It’s three days since sunken Mongolian ship MV Black Rose started spilling oil off Orissa’s Paradip port in the Bay of Bengal, but measures to check further damage to marine life are yet to begin.
Fish and crabs are being swept to the Paradip coast since Monday when the oil spill began.
The area of the spill is close to the Gahirmatha Marine Sanctuary, home to the endangered Olive Ridley turtles, and the Bitharkanika National Park, which harbours India’s second largest mangrove ecosystem and has the largest population of salt-water crocodiles in India.
The Paradip Port Trust (PPT) has sought instructions from the shipping ministry on how to initiate clean-up operations as the Singapore-based company that owns the ship has abandoned it.
Under environmental laws, the polluter (ship owner) has to pay for the entire clean-up and compensate for the loss of marine life. “The law is clear. The ship-owner has to pay for removing the spilled oil from the ocean,” said Banwari Lal, head of the biotechnology wing at Delhi-based NGO ‘The Energy and Research Institute’ (TERI).
The institute, which has offered to help, has developed bacteria to degrade the oil.
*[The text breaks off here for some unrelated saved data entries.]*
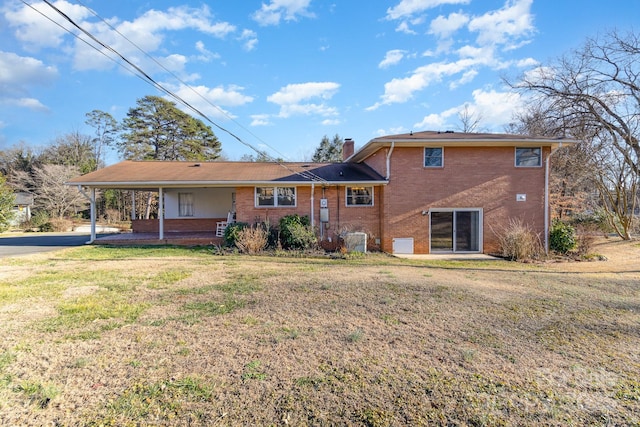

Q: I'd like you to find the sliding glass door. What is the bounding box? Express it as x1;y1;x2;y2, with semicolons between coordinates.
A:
430;209;481;253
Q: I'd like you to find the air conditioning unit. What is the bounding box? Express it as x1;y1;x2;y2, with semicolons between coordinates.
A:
343;232;367;253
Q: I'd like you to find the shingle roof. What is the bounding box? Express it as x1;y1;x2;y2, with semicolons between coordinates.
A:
67;160;386;188
349;130;578;162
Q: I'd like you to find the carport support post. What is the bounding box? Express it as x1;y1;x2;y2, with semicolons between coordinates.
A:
90;188;96;243
159;187;164;240
131;191;136;220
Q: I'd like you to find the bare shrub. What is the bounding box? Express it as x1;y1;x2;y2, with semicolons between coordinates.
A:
235;225;268;254
496;218;543;261
104;209;121;224
43;217;73;232
574;225;597;257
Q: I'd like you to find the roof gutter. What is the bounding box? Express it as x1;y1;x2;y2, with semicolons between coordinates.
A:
386;141;395;180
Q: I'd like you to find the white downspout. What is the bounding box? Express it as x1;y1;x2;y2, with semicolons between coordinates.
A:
76;185;96;244
544;143;563;254
310;182;315;228
158;187;164;240
386;142;395;180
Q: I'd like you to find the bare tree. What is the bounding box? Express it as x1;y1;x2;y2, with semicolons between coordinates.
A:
85;109;119;168
507;29;640;239
456;104;484;133
31;164;87;218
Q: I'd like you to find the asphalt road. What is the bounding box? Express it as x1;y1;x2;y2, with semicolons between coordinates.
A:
0;232;96;258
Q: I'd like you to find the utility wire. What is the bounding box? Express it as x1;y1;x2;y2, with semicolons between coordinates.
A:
72;0;294;164
21;0;328;183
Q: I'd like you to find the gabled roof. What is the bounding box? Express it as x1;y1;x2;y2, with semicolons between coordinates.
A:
347;130;578;163
14;192;34;205
67;160;387;189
But the Paradip Port Trust appears to be waiting for instructions to start the clean-up.
PPT chairman K. Raghuramaiah told HT, “I have already written to the Director General of Shipping for initiating action against the owner of the ship. And I’m also awaiting instructions from the Shipping Ministry on how to fund the clean-up operations.”
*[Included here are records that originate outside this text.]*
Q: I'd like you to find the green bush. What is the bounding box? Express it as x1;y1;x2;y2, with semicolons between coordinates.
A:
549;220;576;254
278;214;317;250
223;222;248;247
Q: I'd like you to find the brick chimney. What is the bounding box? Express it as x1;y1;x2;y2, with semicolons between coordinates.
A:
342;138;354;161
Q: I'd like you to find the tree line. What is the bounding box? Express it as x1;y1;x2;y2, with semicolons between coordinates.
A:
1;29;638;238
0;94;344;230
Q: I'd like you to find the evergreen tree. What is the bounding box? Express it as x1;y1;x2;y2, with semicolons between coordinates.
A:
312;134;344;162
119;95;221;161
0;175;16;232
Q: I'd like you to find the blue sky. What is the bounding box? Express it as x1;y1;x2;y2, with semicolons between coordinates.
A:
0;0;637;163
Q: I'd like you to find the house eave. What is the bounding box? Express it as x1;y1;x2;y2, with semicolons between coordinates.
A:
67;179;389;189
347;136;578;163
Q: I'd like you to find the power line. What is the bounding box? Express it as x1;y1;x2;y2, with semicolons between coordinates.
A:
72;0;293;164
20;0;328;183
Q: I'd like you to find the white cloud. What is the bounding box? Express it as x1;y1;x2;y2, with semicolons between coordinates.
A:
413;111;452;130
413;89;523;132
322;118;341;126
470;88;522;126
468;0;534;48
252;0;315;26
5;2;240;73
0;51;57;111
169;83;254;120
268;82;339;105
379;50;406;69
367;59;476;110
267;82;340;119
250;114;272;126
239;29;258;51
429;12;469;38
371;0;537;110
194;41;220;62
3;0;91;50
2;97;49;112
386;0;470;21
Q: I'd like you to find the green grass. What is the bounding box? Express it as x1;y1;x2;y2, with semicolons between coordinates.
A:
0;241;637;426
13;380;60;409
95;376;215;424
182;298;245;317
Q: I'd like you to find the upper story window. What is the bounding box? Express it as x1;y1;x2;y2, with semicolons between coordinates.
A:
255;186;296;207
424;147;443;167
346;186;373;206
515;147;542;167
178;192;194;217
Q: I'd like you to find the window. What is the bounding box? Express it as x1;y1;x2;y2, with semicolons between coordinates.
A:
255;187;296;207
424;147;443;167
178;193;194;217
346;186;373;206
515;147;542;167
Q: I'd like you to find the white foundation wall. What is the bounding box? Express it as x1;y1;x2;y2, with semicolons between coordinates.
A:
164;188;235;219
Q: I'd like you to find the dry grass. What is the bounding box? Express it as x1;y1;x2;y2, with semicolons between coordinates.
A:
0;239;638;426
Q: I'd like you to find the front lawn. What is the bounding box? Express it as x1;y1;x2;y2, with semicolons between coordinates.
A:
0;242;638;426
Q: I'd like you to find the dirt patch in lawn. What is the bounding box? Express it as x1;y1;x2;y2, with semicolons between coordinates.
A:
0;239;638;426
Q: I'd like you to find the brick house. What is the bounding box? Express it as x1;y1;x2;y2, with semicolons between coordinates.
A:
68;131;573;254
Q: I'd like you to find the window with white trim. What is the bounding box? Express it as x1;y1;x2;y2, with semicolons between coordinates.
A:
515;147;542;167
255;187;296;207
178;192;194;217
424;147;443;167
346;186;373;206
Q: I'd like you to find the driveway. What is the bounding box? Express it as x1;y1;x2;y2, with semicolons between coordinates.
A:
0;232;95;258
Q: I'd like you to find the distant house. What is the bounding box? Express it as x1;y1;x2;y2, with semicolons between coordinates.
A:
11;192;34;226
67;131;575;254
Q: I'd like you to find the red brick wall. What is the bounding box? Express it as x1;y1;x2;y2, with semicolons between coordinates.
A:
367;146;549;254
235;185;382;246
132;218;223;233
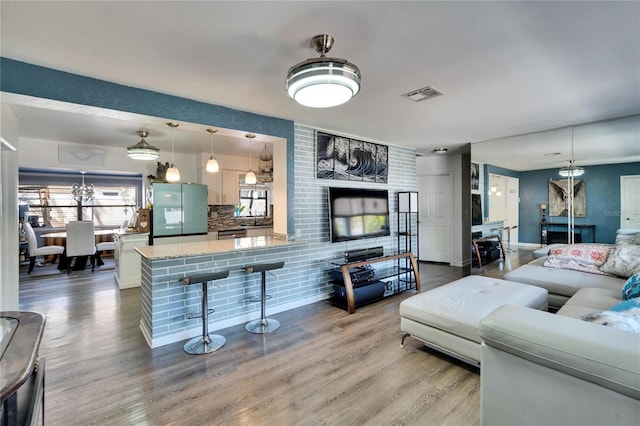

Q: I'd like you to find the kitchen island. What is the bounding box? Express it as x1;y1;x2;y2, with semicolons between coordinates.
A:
135;236;322;348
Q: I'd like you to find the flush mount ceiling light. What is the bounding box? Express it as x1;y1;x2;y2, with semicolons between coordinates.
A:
559;127;585;178
127;130;159;160
244;133;257;185
165;122;181;182
206;128;219;173
558;160;585;177
286;34;361;108
432;148;448;154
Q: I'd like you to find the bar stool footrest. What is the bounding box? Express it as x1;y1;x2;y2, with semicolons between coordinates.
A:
243;295;272;303
187;309;215;319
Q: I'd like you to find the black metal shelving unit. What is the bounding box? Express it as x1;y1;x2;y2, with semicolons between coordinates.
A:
396;191;419;293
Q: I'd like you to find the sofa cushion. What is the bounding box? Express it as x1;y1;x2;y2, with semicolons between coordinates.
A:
622;272;640;300
543;243;613;275
615;229;640;244
504;257;625;301
556;287;621;318
480;305;640;400
580;308;640;333
600;241;640;278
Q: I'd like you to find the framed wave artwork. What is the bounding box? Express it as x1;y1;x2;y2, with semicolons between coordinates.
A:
316;131;388;183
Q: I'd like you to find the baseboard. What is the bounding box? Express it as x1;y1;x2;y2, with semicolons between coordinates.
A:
517;242;544;249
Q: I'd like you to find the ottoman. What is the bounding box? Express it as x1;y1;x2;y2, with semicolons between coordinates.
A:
400;275;548;366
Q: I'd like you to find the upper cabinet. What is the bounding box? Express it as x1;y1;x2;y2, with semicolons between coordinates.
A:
198;167;221;204
198;168;242;205
221;170;241;205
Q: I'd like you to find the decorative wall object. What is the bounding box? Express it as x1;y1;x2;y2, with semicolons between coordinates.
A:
549;179;586;217
316;131;388;182
471;162;479;190
58;145;105;166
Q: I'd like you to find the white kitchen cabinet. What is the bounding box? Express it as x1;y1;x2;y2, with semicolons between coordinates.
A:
221;170;241;205
199;168;241;205
114;232;148;289
198;167;221;204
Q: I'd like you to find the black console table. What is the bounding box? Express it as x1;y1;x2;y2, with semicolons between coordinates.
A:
329;252;420;314
540;223;595;245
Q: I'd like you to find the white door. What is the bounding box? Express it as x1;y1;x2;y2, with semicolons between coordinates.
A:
488;174;519;247
621;175;640;229
505;176;520;246
418;174;451;262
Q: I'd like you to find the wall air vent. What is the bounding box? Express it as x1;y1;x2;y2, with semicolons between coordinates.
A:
402;86;444;102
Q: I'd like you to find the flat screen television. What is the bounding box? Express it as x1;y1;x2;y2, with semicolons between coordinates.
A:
329;187;390;243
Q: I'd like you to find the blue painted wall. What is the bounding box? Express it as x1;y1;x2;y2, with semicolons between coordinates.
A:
519;162;640;244
1;57;296;233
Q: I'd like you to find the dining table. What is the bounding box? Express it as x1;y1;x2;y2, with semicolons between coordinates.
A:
41;229;118;270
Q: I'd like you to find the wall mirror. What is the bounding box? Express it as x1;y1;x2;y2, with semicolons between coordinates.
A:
471;114;640;246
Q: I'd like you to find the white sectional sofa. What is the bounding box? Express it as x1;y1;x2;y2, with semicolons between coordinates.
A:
400;229;640;425
478;230;640;425
480;297;640;426
504;255;626;309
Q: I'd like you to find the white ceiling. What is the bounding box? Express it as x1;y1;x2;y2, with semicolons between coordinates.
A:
1;1;639;167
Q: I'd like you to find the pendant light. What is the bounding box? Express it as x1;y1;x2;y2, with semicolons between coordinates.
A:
165;122;180;182
244;133;257;185
286;34;361;108
127;130;159;160
206;128;220;173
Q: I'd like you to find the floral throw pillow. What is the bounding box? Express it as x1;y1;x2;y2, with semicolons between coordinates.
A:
622;272;640;300
543;243;614;275
600;241;640;278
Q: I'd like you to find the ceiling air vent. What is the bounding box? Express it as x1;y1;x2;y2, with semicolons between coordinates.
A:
402;86;444;102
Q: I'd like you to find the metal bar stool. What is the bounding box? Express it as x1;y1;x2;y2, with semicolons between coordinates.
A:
181;270;230;355
243;261;284;334
506;225;518;252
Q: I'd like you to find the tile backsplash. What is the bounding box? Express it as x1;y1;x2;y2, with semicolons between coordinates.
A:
207;205;273;229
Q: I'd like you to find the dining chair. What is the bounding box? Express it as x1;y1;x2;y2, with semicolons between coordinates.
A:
23;221;65;274
65;220;97;274
95;239;116;266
The national environment watchdog — the Central Pollution Control Board (CPCB) — washed its hands of the problem, saying the shipping ministry has to ensure the clean-up.
“The ship has sunk six nautical miles off the coast of Orissa, where maritime laws are applicable. No environmental laws of the state or the central government are applicable. The shipping ministry has to ensure that there is no loss to marine life,” CPCB chairman SP Gautam told HT.
Environment and forest ministry officials, however, said they have written to the shipping ministry, raising their concerns over the perceived damage to marine life because of oil spill.